5)慢性呼吸疾患の痩せに対する鍼灸治療の挑戦
 COPDの患者さんは、胸郭の軟部組織がほとんどなくなり体重が減り痩せてくる。鍼灸治療をすることによって、血液・尿検査の変化は、アルブミン、プレアルブミン、ノルアドレナリンが改善される。 

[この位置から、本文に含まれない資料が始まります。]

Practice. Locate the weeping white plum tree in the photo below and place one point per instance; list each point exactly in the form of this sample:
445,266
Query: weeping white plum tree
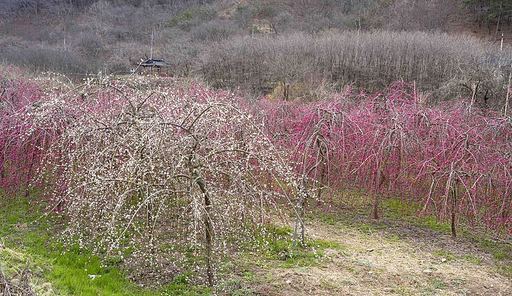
172,169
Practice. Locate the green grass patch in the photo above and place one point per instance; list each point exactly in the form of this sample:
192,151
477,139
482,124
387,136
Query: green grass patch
276,244
449,256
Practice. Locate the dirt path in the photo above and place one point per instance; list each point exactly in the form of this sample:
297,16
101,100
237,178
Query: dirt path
377,264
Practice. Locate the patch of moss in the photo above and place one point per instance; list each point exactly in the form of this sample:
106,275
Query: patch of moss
29,241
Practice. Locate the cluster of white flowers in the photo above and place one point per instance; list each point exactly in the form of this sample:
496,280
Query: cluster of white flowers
164,170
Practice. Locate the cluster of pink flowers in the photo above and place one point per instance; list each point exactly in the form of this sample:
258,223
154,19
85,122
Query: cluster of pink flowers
451,157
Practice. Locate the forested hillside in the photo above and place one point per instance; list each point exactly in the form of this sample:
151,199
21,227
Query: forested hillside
255,147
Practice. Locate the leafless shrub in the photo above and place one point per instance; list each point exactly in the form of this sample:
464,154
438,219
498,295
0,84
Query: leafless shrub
164,172
369,59
46,59
214,31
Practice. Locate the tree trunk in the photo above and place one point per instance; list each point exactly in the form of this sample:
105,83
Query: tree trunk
299,231
208,228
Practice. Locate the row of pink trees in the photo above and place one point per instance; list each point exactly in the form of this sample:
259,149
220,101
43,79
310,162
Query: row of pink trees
453,160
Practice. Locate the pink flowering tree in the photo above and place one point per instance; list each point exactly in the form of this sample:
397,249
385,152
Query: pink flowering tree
164,170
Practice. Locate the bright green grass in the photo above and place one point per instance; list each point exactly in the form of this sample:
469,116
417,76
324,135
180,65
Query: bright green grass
30,240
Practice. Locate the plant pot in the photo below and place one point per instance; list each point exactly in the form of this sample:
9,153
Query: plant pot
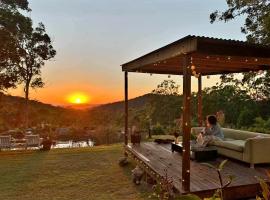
46,145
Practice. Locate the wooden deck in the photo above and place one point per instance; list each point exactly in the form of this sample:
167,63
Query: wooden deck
155,159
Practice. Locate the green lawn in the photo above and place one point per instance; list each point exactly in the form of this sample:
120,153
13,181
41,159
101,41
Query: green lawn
86,173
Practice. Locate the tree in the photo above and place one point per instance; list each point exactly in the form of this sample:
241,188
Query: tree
167,87
13,25
257,30
257,18
37,48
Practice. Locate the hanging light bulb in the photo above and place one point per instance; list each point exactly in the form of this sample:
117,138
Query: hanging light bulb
260,72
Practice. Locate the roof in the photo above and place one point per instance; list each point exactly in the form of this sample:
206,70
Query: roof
208,55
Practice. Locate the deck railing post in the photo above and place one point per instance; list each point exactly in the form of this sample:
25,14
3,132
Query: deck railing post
200,118
126,108
186,62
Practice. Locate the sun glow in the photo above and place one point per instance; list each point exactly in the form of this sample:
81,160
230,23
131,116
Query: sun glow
78,98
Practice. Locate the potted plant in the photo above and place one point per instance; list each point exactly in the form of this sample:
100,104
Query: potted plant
135,135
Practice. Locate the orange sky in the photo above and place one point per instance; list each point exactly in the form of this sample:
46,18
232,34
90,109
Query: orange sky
93,38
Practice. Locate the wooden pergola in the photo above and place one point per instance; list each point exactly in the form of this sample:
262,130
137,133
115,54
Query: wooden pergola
197,56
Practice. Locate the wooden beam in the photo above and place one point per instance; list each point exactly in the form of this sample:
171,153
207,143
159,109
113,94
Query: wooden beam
186,45
200,117
186,123
126,108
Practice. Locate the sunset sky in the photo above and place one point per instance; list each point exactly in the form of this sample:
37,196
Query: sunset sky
94,37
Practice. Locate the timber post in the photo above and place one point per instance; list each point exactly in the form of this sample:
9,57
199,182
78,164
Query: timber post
186,122
126,108
200,118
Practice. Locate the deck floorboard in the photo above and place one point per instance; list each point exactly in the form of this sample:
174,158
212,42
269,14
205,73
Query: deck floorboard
204,180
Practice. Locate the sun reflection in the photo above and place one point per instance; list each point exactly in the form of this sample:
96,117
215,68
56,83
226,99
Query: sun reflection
78,98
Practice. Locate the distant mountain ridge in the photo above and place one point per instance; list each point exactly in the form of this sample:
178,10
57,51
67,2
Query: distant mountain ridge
137,102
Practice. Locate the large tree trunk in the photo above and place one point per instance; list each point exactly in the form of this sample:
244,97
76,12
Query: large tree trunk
26,91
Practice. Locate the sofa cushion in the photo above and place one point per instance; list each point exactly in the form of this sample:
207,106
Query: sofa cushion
239,134
236,145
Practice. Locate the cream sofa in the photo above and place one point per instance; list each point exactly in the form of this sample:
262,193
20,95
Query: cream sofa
250,147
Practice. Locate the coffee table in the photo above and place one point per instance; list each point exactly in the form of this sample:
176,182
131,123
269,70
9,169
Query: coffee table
201,154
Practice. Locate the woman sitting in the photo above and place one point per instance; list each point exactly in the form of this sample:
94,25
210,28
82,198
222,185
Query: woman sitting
211,132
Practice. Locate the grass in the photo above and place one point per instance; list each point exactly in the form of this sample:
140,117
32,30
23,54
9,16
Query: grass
86,173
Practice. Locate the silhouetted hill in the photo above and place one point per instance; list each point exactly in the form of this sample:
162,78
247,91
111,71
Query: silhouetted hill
13,109
135,103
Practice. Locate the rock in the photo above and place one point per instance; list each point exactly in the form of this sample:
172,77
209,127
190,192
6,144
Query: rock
123,161
137,174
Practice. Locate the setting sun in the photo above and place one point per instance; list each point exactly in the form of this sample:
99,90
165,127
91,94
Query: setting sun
78,98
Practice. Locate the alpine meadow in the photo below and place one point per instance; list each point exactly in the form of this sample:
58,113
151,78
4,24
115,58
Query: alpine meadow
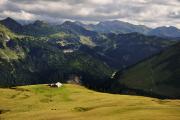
89,60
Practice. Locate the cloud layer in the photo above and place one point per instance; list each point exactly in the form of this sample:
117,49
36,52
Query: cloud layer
152,13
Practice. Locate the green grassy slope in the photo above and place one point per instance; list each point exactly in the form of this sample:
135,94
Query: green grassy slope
159,74
72,102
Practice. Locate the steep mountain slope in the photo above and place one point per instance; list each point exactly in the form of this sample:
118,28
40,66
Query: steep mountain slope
128,49
158,75
29,60
12,25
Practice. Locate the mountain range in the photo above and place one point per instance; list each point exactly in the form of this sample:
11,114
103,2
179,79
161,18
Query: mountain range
40,52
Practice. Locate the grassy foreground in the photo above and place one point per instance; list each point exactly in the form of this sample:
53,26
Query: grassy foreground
72,102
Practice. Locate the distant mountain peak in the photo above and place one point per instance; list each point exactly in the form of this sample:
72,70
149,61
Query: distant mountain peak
40,22
10,20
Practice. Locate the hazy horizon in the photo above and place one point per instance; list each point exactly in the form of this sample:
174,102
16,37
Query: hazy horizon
151,13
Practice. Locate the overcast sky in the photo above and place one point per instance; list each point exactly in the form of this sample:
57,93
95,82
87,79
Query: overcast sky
152,13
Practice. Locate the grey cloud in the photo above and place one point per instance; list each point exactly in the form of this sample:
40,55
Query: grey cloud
150,12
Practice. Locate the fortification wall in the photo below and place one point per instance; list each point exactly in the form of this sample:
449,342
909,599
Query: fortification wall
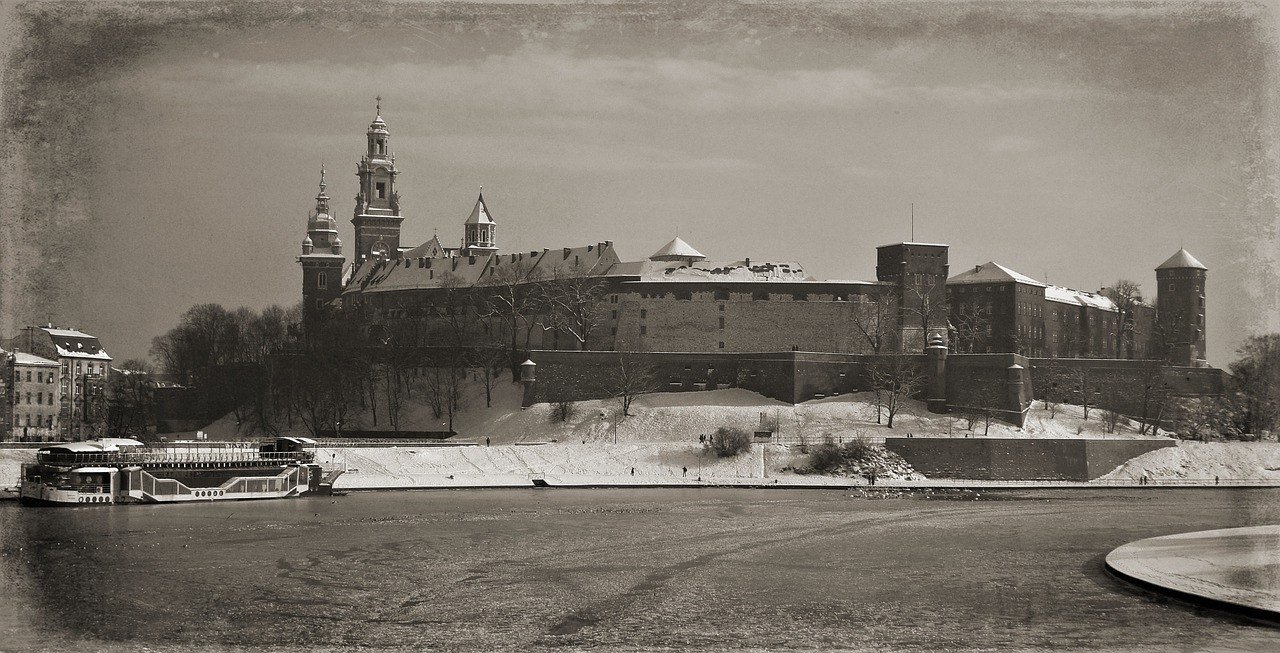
1009,459
1119,384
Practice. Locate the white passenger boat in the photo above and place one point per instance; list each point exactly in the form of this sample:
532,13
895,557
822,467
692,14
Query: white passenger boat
119,470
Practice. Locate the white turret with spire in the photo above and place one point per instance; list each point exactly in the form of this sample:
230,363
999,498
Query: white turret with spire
479,237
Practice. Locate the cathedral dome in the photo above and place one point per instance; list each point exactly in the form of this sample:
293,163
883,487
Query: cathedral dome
676,250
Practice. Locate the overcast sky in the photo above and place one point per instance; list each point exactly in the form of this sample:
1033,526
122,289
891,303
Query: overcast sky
1077,144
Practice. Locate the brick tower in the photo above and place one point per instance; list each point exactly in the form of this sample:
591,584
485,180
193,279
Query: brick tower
321,260
918,273
1180,309
376,217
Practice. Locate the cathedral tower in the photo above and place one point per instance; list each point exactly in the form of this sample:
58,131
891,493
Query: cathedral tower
479,231
376,217
1180,309
321,259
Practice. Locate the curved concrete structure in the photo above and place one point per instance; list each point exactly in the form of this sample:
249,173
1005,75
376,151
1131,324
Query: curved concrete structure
1237,570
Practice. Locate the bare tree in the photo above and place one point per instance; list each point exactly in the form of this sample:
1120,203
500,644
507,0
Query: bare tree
131,400
572,300
1256,377
924,304
895,380
488,362
1127,296
972,328
511,298
874,322
631,379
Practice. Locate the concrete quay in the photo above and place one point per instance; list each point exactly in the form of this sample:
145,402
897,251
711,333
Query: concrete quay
1235,570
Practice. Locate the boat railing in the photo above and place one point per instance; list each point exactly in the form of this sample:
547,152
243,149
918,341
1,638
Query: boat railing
133,457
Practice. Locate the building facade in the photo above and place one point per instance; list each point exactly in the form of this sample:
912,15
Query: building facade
30,397
679,301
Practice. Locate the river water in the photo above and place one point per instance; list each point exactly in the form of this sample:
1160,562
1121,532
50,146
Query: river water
613,570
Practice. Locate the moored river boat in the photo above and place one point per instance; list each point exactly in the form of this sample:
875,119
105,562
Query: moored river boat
120,470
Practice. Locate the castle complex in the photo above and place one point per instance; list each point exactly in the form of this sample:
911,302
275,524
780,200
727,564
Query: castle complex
677,301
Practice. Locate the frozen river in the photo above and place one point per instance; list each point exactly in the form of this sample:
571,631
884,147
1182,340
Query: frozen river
609,570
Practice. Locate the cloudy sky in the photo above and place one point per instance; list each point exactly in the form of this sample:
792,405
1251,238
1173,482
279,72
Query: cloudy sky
1072,142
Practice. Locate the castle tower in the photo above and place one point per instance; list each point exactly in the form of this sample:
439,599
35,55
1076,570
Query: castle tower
918,275
321,259
479,231
376,217
1180,309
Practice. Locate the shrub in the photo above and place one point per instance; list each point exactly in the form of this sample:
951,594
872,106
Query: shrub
727,442
858,450
562,411
826,457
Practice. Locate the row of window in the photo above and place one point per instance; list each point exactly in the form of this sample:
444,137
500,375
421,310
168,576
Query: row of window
40,398
36,420
41,377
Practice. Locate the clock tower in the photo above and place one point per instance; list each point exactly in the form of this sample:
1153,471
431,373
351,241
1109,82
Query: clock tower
321,260
376,217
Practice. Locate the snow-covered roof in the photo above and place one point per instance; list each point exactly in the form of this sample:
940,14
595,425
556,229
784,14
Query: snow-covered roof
679,270
1057,293
992,272
430,250
92,446
676,250
1183,259
412,273
76,345
31,359
912,242
480,213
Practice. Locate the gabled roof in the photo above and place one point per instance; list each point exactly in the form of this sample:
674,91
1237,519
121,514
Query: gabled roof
1057,293
415,273
676,250
430,249
76,345
1183,259
992,272
480,213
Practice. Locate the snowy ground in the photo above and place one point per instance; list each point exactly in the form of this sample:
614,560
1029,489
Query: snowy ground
661,443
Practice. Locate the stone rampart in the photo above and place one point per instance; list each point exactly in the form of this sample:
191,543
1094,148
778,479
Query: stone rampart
1019,459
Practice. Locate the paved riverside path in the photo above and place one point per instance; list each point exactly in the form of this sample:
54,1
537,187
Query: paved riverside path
1237,570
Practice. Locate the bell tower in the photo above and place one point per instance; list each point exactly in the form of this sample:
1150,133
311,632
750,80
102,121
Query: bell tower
321,260
479,231
1180,309
376,218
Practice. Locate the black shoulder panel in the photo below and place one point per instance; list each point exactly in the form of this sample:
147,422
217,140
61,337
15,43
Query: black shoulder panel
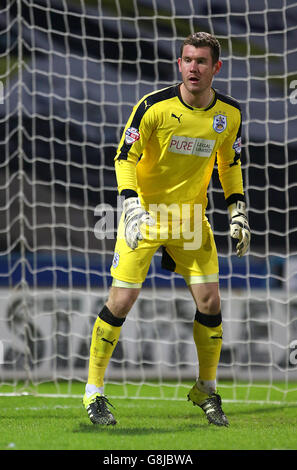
143,106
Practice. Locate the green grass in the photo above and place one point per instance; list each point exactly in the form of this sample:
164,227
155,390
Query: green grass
31,422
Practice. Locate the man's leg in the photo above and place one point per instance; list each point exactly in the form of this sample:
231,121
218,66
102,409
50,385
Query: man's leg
207,332
105,335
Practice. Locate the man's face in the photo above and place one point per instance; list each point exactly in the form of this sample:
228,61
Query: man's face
197,68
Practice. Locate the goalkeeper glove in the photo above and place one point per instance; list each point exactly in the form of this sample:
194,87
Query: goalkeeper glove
135,216
239,227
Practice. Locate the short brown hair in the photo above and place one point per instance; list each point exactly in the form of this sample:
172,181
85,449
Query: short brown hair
203,39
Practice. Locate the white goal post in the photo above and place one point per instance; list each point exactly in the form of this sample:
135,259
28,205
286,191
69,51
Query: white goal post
70,73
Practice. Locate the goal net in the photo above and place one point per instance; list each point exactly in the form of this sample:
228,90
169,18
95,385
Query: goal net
70,73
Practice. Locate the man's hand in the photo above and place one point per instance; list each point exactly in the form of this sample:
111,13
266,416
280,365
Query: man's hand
135,216
239,227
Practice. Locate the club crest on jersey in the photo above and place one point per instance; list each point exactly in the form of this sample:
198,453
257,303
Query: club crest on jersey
219,123
131,135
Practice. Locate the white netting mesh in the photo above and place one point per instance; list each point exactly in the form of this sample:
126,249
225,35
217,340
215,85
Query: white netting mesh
70,73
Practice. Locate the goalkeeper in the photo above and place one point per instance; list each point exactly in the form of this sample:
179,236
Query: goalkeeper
165,159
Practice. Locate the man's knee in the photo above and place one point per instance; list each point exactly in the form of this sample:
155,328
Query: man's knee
210,304
121,300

 体重・食欲の変化は、体重増加、平均摂取量カロリー・食欲改善する。
 
6)呼吸リハビリテーションでの鍼灸治療の役割
 ドクター・理学療法士・作業療法師・栄養士・看護師・鍼灸師で患者さんを診ていく。
 鍼灸の役割は、栄養不良が認められるため、栄養士による低栄養の改善、鍼治療は食思不振を改善する。COPDは、初診から最後まで関わっていくが、鍼灸や漢方等も含めて患者さんにとって最後を豊かに過ごすのに役に立つと考える。医学は、全ての学問の集大成なので東西のコラボレーションが大事である。
 
 以上の内容の講義を拝聴させて頂きました。COPDは、東西ともに医学として他職種との連携を図りながら、一人の方に関わっていく大切さを学びました。以前、私は介護保険に関わって来ましたが、より一層鍼灸の素晴らしさを知っていただけるようにしていきたいです。
 前倉亮治先生、とても分かりやすく講義くださりありがとうございました。